We’re now suffering the consequences of that agenda.

Drug shortages have already reached record highs, increasing by 30% between 2021 and 2022 alone, according to a report earlier this summer from the Senate Committee on Homeland Security and Governmental Affairs:

Shortages of critical medications continue to rise – including drugs used in hospital emergency rooms and to treat cancer, prescription medications, and even common over-the-counter treatments like children’s cold and flu medicine.  The number of active drug shortages in the U.S. reached a peak of 295 at the end of 2022. …  Between 2021 and 2022, new drug shortages increased by nearly 30 percent.  At the end of 2022, drug shortages experienced a record five-year high of 295 active drug shortages.  

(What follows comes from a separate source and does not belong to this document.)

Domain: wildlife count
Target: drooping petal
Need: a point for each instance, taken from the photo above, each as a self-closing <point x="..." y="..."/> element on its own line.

Separately, a new report from the American Cancer Society warns of emerging drug shortages, caused in part by drug pricing policies:

Chemotherapy drugs used to treat cancer are increasingly in short supply and have returned to the list of top-five drug classes affected by shortage.  Expanded demand, supply shortages, limited manufacturing capacity, and low profit margins for generic therapies are among the factors resulting in the current nationwide shortage.  …  A number of the drugs included in the shortage don’t have an effective alternative.  As first-time treatments for a number of cancers, including triple-negative breast cancer, ovarian cancer and leukemia often experienced by pediatric cancer patients, the shortage could lead to delays in treatment that could result in worse outcomes.  

Accordingly, drug shortages have reached record levels under the looming threat of drug price controls, weaker intellectual property protections and regulatory browbeating.

Instead of perpetuating the IRA’s spiral of price control insanity, elected leaders should return to the more market-oriented approach that brought unrivaled innovation before more Americans pay the needless cost.